Louisiana Bond Commission Delays Entergy Storm Repair Financing Plan
A day after state utility regulators approved the idea, a $1 billion storm recovery borrowing plan from two units of Entergy Corp. was stalled by the State Bond Commission amid questions about state liabilities in the arrangement.
Rather than vote on the plan, the Bond Commission instead approved a two-week delay and asked the Legislative Auditor’s Office to review whether the state could be on the hook for any financial problems with the deal.
An Entergy official said if the Bond Commission doesn’t make a decision on the company’s request soon — after several months of discussion — the financing plan will fall apart and will leave customers with higher utility bills.
“If the Bond Commission does not act soon, it’s the same as saying no,” said Michael Twomey, Entergy’s vice president in charge of Louisiana regulatory affairs. “What I don’t know is how soon.”
Entergy Louisiana and Entergy Gulf States-Louisiana want to borrow the money through a quasi-state government agency that the company believes may shield it from some tax payments on the bond sale. The company says the money saved in taxes will result in at least $40 million in lower rate hikes for utility customers and as much as $268 million less.

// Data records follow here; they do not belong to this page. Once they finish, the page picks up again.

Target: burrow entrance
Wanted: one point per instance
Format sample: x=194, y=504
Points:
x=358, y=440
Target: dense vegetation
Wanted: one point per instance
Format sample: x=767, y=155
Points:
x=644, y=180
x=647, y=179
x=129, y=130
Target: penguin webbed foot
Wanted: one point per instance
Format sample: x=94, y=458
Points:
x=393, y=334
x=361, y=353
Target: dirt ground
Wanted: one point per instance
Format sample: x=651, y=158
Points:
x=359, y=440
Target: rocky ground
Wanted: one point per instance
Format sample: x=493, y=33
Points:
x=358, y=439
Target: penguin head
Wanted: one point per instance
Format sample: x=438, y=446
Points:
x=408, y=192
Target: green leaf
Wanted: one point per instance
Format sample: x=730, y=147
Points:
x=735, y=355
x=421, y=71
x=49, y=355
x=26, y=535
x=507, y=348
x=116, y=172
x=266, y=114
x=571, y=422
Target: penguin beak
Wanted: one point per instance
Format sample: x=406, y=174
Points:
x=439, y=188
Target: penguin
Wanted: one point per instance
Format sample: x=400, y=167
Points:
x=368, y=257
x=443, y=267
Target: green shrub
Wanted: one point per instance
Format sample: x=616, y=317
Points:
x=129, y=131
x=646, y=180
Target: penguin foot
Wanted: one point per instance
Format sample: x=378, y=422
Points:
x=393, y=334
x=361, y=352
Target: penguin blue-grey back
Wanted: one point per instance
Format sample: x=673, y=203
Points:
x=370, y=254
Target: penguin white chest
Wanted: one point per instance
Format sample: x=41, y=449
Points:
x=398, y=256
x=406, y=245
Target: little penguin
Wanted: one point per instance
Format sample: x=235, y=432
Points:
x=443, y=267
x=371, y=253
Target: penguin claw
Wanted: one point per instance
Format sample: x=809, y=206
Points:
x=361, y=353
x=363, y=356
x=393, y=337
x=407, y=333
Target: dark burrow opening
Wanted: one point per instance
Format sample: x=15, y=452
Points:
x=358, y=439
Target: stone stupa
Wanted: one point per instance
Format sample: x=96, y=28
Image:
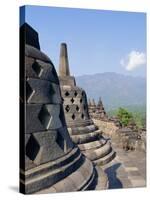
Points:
x=49, y=160
x=80, y=126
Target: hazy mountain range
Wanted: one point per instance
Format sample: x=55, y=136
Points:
x=115, y=89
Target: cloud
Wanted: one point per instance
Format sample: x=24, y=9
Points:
x=133, y=60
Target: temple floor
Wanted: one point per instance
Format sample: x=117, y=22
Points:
x=127, y=169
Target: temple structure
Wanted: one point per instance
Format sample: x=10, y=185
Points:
x=49, y=160
x=80, y=126
x=97, y=111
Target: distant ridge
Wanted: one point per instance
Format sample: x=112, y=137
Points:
x=115, y=89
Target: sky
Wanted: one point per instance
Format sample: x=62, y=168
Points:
x=98, y=41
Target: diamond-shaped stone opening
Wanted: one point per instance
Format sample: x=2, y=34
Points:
x=37, y=68
x=82, y=116
x=77, y=108
x=44, y=117
x=32, y=148
x=67, y=94
x=29, y=91
x=73, y=116
x=67, y=108
x=75, y=93
x=60, y=141
x=72, y=100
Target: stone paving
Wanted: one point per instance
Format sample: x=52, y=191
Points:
x=127, y=170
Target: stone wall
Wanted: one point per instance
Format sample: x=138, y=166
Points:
x=108, y=127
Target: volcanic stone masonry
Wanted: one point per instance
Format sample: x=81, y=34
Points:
x=50, y=162
x=80, y=126
x=97, y=111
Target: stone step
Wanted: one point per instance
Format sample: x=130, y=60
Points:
x=106, y=159
x=42, y=169
x=81, y=130
x=102, y=181
x=98, y=152
x=84, y=138
x=52, y=176
x=79, y=180
x=92, y=145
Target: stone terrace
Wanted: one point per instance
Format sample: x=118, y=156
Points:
x=127, y=170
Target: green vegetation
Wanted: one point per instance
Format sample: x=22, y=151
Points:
x=124, y=116
x=129, y=114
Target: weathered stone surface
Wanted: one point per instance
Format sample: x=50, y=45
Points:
x=41, y=91
x=38, y=69
x=80, y=126
x=49, y=156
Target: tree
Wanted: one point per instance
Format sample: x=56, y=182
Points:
x=124, y=116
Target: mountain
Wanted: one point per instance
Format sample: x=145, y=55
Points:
x=116, y=90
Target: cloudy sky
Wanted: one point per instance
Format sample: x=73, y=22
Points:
x=98, y=41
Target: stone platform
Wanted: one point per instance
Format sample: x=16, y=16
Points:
x=127, y=170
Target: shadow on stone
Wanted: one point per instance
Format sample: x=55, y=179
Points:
x=14, y=188
x=114, y=182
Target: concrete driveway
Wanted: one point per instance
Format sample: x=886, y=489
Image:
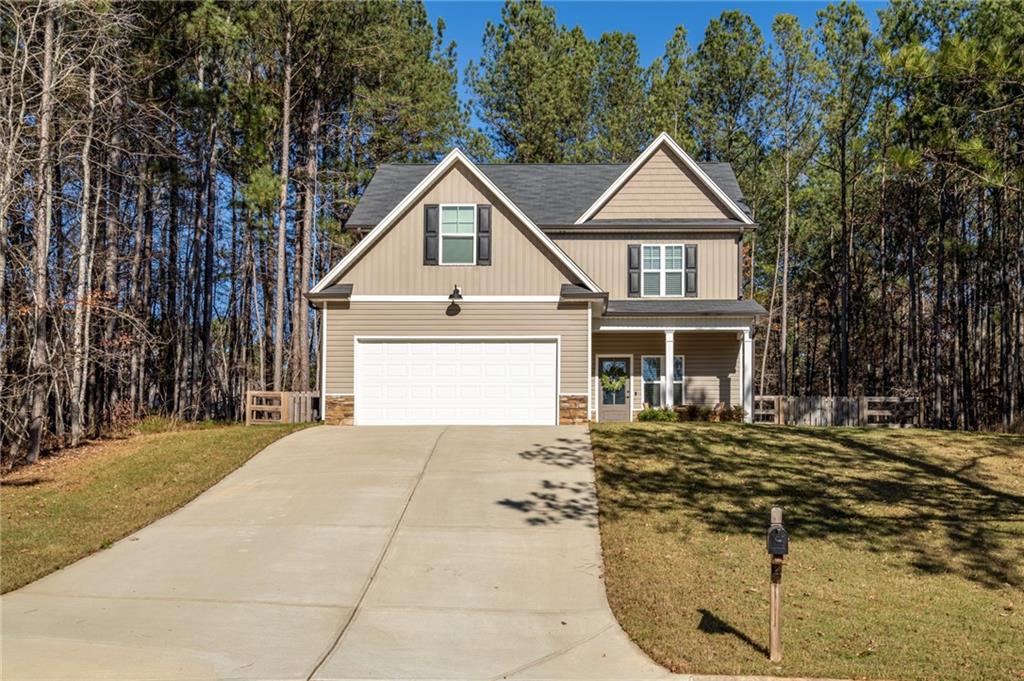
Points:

The money generated by the bond sale will be used to pay for repair costs from hurricanes Katrina and Rita and to set up a reserve fund to help cover damage costs in a future storm.
“It is a new thing, and it is a unique proposal, at least for the state. We need to do our due diligence,” said Rep. Hunter Greene, R-Baton Rouge, a member of the Bond Commission who made the motion Thursday to delay approval while Legislative Auditor Steve Theriot looks at the plan.
The Public Service Commission approved the proposal. Agreement from the Bond Commission is the last piece needed before the bonds can be sold. No one on the Bond Commission objected to the delay when Greene proposed it.
It’s unclear when the Bond Commission again will consider Entergy’s proposal. Greene said he didn’t ask for the delay to kill the proposal by deferral.
If the Bond Commission rejects the company’s request, the company would borrow the money without any chance of a tax shelter.
However the borrowing is done, Entergy Louisiana and Entergy Gulf States-Louisiana have received permission from the PSC to pass along the costs to their customers. Since 2006, the two utilities have been charging customers an interim rate increase that is covering part of the costs of storm damage.
Entergy Louisiana has 650,000 customers, and Entergy Gulf States-Louisiana has 355,000 customers.
If the borrowing is done through the specially created corporation and the Internal Revenue Service deems the surcharges paid by customers to cover the debt payment as tax-exempt, that would lessen the costs passed along to customers. But Twomey acknowledged the IRS didn’t agree that a similar financing arrangement in another state was tax-exempt and Entergy would have to fight the tax collection agency to gain any tax exemptions.
The company has guaranteed at least $40 million less in surcharges for customers whether the IRS ruling is favorable or not.
“They’ll be no worse off if we lose. In fact, they’ll be $40 million better off,” Twomey said of Entergy customers.
Greene questioned whether the state would be held liable by the IRS if Entergy is deemed to owe back taxes on the financing arrangement.
Twomey said the plan approved by the PSC includes language that ensure any tax liability rests with Entergy, not the state. “We will pay any tax liability. Period,” he said.
But the language isn’t the blanket indemnification clause sought by Treasurer John Kennedy, chairman of the Bond Commission and an outspoken critic of Entergy’s proposal.